Problem Set 4

Introduction

In this problem set, you will work with US Census and CDC COVID-19 data. The goal is not to produce a formal causal analysis, but rather to build a clean weekly state-level dataset and use graphics to investigate patterns in COVID-19 burden and vaccination uptake.

We will focus on the following questions:

How did COVID-19 case, hospitalization, and death rates evolve during 2020 and 2021?
Were there regional differences in COVID-19 burden and vaccination progress?
During large national waves, did states with higher vaccination or booster coverage tend to have lower hospitalization or death rates?

Objective

You will create a single weekly data frame for each jurisdiction in 2020 and 2021. Your final table should contain, at a minimum, the following variables:

date
state
state_name
region
region_name
population
cases
hosp
deaths
vax
booster

You will then use this table to create several figures.

Instructions

1. Obtain a Census API key

Go to https://api.census.gov/data/key_signup.html and request a Census API key.

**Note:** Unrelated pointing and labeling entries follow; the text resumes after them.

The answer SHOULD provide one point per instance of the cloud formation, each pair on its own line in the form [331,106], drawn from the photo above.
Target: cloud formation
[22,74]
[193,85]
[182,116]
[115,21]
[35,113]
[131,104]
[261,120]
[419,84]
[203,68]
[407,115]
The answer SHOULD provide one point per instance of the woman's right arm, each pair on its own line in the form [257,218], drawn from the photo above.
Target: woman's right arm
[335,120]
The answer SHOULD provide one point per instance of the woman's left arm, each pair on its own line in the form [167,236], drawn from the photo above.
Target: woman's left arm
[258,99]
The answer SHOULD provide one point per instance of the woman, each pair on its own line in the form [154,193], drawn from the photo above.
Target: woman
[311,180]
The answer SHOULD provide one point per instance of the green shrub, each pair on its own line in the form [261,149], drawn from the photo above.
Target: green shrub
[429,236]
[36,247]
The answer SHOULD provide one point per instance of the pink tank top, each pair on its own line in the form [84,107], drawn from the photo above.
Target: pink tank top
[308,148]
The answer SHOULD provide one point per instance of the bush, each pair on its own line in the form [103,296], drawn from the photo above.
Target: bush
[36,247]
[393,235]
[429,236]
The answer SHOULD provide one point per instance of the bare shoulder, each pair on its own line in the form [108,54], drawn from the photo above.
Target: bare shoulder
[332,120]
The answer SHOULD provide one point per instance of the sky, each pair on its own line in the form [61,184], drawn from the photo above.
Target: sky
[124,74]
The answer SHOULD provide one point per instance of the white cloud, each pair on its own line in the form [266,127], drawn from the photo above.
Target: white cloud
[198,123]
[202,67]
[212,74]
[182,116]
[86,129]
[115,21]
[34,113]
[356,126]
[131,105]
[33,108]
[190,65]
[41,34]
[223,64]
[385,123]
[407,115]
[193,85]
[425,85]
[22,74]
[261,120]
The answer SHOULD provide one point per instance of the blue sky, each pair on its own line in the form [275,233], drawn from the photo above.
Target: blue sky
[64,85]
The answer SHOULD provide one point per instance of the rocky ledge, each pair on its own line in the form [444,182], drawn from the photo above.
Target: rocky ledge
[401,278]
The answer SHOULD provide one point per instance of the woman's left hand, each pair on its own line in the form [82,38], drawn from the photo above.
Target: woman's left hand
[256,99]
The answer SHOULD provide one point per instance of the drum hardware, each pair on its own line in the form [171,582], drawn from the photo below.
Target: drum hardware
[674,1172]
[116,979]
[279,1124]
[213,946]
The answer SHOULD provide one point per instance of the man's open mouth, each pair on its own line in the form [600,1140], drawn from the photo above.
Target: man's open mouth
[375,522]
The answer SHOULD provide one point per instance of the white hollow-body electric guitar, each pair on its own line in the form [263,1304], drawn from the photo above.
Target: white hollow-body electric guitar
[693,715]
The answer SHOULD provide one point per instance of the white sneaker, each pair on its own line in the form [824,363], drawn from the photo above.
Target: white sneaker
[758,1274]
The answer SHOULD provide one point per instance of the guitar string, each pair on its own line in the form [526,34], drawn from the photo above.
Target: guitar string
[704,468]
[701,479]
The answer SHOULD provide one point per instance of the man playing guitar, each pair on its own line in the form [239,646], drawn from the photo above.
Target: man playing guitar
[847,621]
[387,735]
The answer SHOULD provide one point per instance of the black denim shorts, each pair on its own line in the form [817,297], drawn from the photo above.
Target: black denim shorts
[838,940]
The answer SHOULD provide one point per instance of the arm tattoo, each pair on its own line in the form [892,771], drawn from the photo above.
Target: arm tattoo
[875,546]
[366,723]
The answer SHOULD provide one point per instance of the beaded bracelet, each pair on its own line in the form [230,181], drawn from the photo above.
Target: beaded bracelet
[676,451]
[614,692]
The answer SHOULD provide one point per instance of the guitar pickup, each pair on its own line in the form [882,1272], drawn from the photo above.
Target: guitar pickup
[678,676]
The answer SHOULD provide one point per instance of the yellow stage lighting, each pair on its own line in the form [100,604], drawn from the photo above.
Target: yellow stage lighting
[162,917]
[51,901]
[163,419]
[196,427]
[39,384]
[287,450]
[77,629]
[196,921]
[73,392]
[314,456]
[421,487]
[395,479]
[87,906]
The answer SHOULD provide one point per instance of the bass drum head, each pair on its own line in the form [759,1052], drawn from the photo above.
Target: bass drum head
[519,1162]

Do not hard-code your key directly into your homework file. Instead, create a file in your working directory called _census-key.R containing exactly one line of code:

census_key <- "YOUR_REAL_CENSUS_KEY"

Note that the API key must be enclosed inside the quotes. Your homework code should then load the key by sourcing that file.

2. Create a project structure

In your course Git repository, create a folder hw4 that includes the following directories:

data
code
figs

Inside code, include:

funcs.R
wrangle.R
analysis.qmd

Your final wrangling script should save the completed dataset as an RDS file in data, and your figures should be saved as PNG files in figs.

3. General guidance

The CDC datasets do not all use the same variable names, so inspect the column names carefully.
The CDC APIs can change over time, so part of the assignment is to verify the current schema before wrangling.
Include comments in your code so a grader can follow your logic.
In each code chunk, change #| eval: false to #| eval: true.
Remove NULL in each code chunk after you add your own code.

Part I: Download the data

For this part, put your code in code/wrangle.R unless otherwise specified.

1. Load the required packages and source the Census key

Add code that loads the packages you will need and defines census_key by sourcing census-key.R.

# Load packages you plan to use
library(tidyverse)
library(httr2)
library(janitor)
library(jsonlite)
library(purrr)
library(lubridate)
library(knitr)

# Define census_key by sourcing the local file
# Your code here

2. Download Census population data

Use the Census API to request 2020 and 2021 state population estimates. The code below constructs and performs the request. Add at least two lines of your own code to do the following:

check that the response was successful,
determine the content type,
and extract the body into an object called population_raw.

census_url <- "https://api.census.gov/data/2021/pep/population"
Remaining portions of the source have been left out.